Email terrorism

On December 15th our two largest cities get emails threatening their school systems. New York decides it’s clearly an amateurish prank and does nothing about it. LA takes it seriously and cancels about 1000 schools. Most of a million kids stay home, confounding parental expectations, throwing how many workplaces off when at least some of the parents are forced to stay home. How much money was spent searching those 1000 schools for the threatened weaponry?

I guess “prank” is the word. It wasn’t terrorism in the usual sense in that there was no political agenda. No one was injured. But if the motive was to frighten, it was more effective than if a bunch of people had been mowed down. It’s a shock to realize that one person can wreak so much havoc with an email.

One can imagine ISIS (if it wasn’t behind the school emails) taking note of how much chaos can be achieved at such a low cost. The threat of violence is just as effective as violence.

How can we live like this? The powerless are no longer powerless. Everyone who wants to is empowered to terrorize, or threaten to terrorize, everybody else. To disrupt the life of a huge city. Or so it can seem. Is that’s not so, shouldn’t we be told why it’s not?

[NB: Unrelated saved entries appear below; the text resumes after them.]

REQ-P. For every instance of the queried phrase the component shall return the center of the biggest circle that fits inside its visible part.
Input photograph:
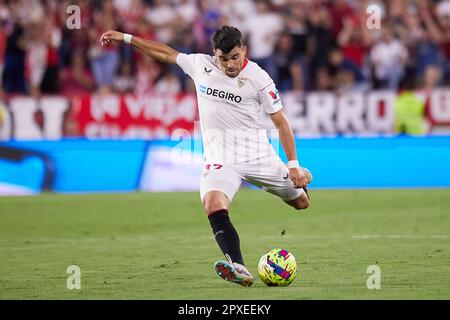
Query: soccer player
(231, 92)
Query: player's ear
(244, 50)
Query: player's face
(231, 63)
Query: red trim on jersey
(244, 64)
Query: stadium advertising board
(150, 117)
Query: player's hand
(298, 178)
(109, 36)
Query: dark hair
(226, 38)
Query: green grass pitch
(160, 246)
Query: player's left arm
(287, 139)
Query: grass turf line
(160, 246)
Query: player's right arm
(157, 50)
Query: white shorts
(269, 173)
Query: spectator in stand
(347, 75)
(76, 80)
(124, 82)
(322, 40)
(444, 41)
(287, 61)
(52, 40)
(163, 17)
(354, 40)
(14, 65)
(104, 59)
(323, 79)
(297, 27)
(414, 40)
(263, 29)
(389, 57)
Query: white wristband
(293, 164)
(127, 38)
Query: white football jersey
(230, 109)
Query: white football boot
(234, 272)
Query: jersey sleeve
(187, 63)
(268, 94)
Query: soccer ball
(277, 268)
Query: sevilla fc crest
(242, 81)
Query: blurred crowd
(304, 45)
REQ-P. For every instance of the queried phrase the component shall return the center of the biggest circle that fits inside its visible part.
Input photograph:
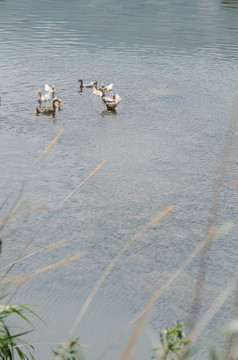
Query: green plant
(11, 342)
(172, 340)
(70, 352)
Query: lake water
(174, 64)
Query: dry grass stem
(45, 248)
(47, 219)
(12, 212)
(229, 138)
(78, 186)
(28, 276)
(210, 313)
(48, 148)
(42, 156)
(109, 269)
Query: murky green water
(174, 64)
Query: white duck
(108, 87)
(89, 85)
(111, 102)
(49, 109)
(50, 90)
(42, 98)
(97, 92)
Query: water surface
(174, 64)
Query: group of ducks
(49, 93)
(111, 102)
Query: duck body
(49, 109)
(50, 90)
(89, 85)
(110, 102)
(108, 87)
(97, 92)
(42, 98)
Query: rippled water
(174, 64)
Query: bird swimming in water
(97, 92)
(42, 98)
(110, 102)
(108, 87)
(49, 109)
(50, 90)
(89, 85)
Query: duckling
(90, 85)
(111, 102)
(49, 109)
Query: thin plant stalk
(45, 248)
(215, 202)
(109, 268)
(151, 302)
(41, 157)
(50, 216)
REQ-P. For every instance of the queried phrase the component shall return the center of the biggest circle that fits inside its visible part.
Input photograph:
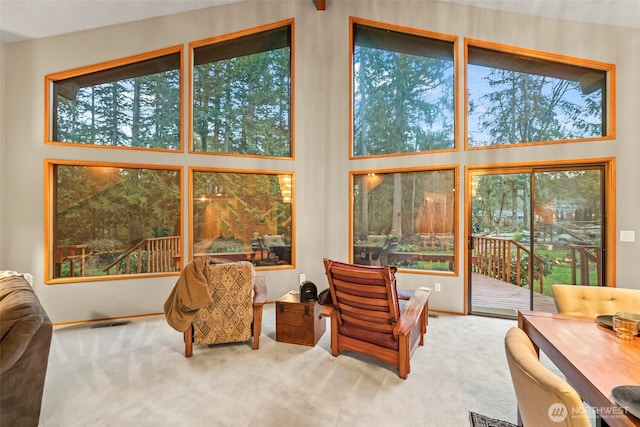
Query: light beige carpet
(135, 374)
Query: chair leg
(257, 326)
(403, 358)
(335, 351)
(188, 342)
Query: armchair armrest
(260, 289)
(412, 312)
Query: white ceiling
(31, 19)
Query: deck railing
(586, 255)
(153, 255)
(492, 257)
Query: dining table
(591, 357)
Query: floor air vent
(108, 324)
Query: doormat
(478, 420)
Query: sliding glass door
(529, 229)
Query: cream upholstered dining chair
(368, 318)
(544, 399)
(593, 301)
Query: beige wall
(321, 133)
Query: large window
(109, 219)
(403, 91)
(405, 218)
(522, 97)
(243, 216)
(242, 93)
(129, 103)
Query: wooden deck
(493, 296)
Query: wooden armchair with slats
(368, 316)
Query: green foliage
(402, 102)
(242, 104)
(547, 267)
(131, 112)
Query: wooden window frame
(51, 252)
(521, 59)
(132, 66)
(438, 43)
(453, 268)
(227, 52)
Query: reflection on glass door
(532, 228)
(568, 228)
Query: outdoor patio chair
(367, 316)
(538, 389)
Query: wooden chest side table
(298, 322)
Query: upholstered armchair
(216, 303)
(25, 340)
(368, 316)
(593, 301)
(537, 388)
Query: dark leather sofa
(25, 340)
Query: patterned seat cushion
(229, 317)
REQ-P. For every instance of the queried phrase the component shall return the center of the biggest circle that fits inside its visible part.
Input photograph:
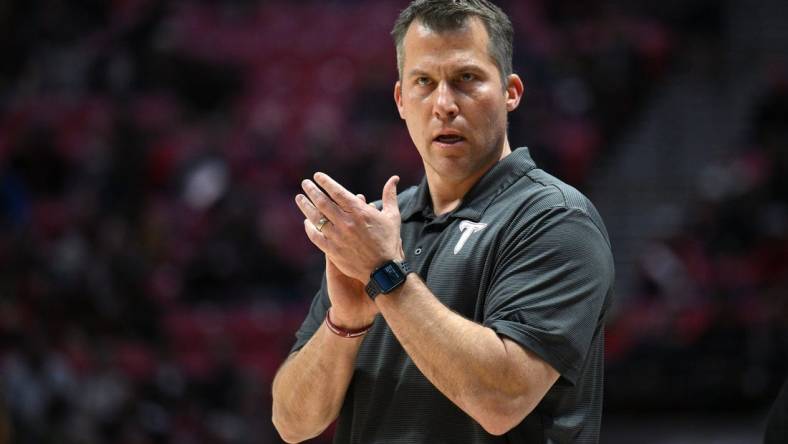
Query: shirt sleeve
(315, 317)
(551, 286)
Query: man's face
(451, 98)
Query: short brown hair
(450, 15)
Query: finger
(321, 201)
(315, 236)
(344, 198)
(390, 195)
(364, 199)
(309, 210)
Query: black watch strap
(387, 277)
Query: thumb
(390, 195)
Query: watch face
(388, 277)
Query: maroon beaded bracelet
(339, 331)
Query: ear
(398, 98)
(514, 92)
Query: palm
(347, 295)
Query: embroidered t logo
(467, 228)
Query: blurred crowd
(707, 324)
(153, 267)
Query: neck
(447, 192)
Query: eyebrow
(464, 67)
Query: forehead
(424, 47)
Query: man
(469, 309)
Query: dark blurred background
(153, 266)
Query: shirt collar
(500, 177)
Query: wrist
(348, 333)
(348, 321)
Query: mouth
(449, 139)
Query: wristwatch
(387, 277)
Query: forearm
(467, 362)
(309, 388)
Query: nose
(445, 107)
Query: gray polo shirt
(524, 254)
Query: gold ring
(319, 225)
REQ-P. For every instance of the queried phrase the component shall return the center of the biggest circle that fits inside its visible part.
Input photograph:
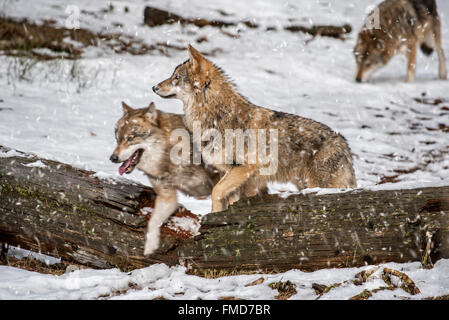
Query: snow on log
(53, 208)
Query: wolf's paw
(151, 245)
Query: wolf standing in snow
(144, 142)
(310, 154)
(400, 26)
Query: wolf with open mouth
(143, 142)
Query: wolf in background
(310, 153)
(403, 25)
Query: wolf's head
(139, 139)
(370, 53)
(189, 78)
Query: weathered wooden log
(71, 213)
(311, 232)
(323, 30)
(155, 17)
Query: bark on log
(156, 17)
(323, 30)
(70, 213)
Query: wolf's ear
(380, 44)
(195, 57)
(126, 109)
(151, 113)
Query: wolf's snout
(114, 158)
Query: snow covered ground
(66, 111)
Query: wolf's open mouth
(129, 165)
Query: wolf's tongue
(124, 166)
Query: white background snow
(71, 119)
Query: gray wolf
(403, 26)
(310, 154)
(143, 142)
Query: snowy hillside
(66, 110)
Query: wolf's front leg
(165, 204)
(229, 183)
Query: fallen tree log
(155, 17)
(323, 30)
(56, 209)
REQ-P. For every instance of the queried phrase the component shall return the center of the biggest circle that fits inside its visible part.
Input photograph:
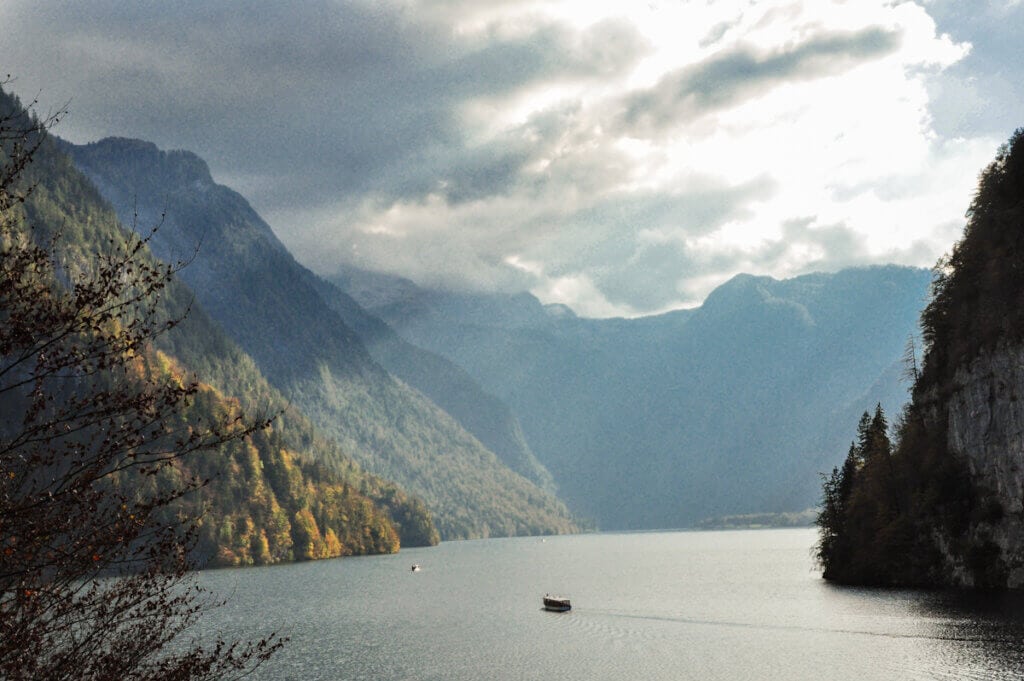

The opposite reactions of the two cities is unsettling. Which response was the correct one? Which take on reality? How did NYC know the email was a fake? And if NYC knew, why didn’t LA know? Isn’t that part of the story we have to know? It’s not reassuring to find out that at the highest level we’re not on the same page about this increasing threat.

What is the reality of just how vulnerable we are?